I've done my share of trail races as an adult, but my last cross country race was in the fall of 1998. Doing another was actually a rather sentimental experience.
When the gun went off, I sprang into motion with everyone else, hurtling toward the course's first little hill. Soon I was immersed in a scrum of runners, a humbling reminder of what's it like to run against a field full of competitive club runners. I was hoping to keep pace with the HFC runner who beat me in the HO HO HO last year, but no sign of him yet. The effect of racing more-or-less mid-pack, breath whistling reedily in my throat, trying to avoid tripping over the flashing ankles of the guys in front of me, was powerfully evocative of many long-gone high school races.
By the time I made it down the other side of the first hill, Conforto passed me and rapidly disappeared. (Trying to match his pace had seemed reasonable based on results from 9 months ago--I mean he beat me, but I could still see him; not so much today!) We ran around the perimeter of a grassy field, struck out onto dirt road, and then hit the 1st mile marker. 5:24.
Then up the second hill, steep and then briefly very steep, and lighting along the flat of the aqueduct path. The fast first mile and the ascent told, and I slowed. A few guys slipped by me. A blitzed down-hill, then a sandy up-hill, then rollers--real cross country. Breath clawed at my throat as I focused on keeping cadence and as much speed as possible.
I missed my 2nd mile split, but soon was back out on the field, reversing the original approach. The last hill (which was also the first hill) loomed large. I don't remember any place changes at this point. Over the top of the last hill, the lead woman caught me (we would change places again in the final stretch). Then down onto the track, and 300 meters to go. I did my best to gather my speed, trying to remember how last Thursday's sprint ladders had felt. In the last 50m, I saw the clock, 17:52, 17:53... I finally found my higher gear and bolted home in 17:59.

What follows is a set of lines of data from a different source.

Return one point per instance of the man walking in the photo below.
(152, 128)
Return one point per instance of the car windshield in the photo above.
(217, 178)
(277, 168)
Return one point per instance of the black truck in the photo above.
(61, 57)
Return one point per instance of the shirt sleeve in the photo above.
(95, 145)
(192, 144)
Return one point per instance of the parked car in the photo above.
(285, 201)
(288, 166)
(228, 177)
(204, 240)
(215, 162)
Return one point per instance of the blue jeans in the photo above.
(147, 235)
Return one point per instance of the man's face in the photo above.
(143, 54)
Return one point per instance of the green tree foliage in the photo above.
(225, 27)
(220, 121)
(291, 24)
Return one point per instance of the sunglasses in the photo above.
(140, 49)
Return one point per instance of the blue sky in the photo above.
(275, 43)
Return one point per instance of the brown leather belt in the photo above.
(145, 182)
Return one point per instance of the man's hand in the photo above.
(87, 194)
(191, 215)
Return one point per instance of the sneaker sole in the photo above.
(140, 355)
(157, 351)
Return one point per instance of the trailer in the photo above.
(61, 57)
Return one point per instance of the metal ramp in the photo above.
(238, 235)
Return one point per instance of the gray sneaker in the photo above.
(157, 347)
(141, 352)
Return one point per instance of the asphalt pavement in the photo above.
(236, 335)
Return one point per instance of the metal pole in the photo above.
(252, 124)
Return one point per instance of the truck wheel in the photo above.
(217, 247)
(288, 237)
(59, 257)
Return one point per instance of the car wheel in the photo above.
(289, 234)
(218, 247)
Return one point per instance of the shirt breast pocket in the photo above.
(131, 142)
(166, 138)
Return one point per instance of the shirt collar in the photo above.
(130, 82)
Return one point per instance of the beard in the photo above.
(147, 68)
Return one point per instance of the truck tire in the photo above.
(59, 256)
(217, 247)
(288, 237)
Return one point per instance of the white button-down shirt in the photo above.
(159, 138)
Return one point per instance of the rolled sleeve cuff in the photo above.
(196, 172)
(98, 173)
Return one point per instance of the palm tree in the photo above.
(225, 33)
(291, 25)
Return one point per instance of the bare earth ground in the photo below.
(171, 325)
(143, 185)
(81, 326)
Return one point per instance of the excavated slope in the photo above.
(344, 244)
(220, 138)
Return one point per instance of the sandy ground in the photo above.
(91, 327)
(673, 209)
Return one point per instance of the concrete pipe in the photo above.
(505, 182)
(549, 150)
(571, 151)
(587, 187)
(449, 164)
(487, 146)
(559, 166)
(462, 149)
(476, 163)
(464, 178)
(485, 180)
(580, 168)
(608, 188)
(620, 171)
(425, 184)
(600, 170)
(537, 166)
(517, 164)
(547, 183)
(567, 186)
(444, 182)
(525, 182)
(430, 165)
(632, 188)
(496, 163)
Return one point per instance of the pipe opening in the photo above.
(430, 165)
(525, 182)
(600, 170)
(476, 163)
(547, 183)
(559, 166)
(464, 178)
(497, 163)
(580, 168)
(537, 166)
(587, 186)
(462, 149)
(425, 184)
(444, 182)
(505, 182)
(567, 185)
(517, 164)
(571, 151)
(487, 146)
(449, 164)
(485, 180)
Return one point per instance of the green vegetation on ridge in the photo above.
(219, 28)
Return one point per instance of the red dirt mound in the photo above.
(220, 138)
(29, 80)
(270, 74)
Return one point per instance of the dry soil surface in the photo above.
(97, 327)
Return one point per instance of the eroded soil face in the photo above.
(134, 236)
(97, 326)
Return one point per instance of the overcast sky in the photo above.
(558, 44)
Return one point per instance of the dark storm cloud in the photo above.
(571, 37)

Final results: 30th of 104 in 17:59.
Commentary: Tough course! Not as much vertical as the old Wickham course, where we ran our state meet back in high school, but more hair-pins, loose sand and bumpy rollers. (Random aside: yesterday was the Wickham Invitational; check out results). I wasn't too disappointed with my time, but I think I could have given more over the back half of the race. Four HFC guys within 18 seconds of my finish--would have been nice to break up their top five.
Wonderful to be back racing! I neglected to mention it, but I won my race last weekend. Fall is definitely the best time to be a runner round these parts.
Congrats, Dave! Damn, you're fast!
ReplyDeleteI've been reminiscing about Baystate lately. That was so fun. We should do something like that again sometime!
Yeah..! That was pretty awesome. I know a bunch of people here are doing the half marathon, at least--will be curious to see how they do.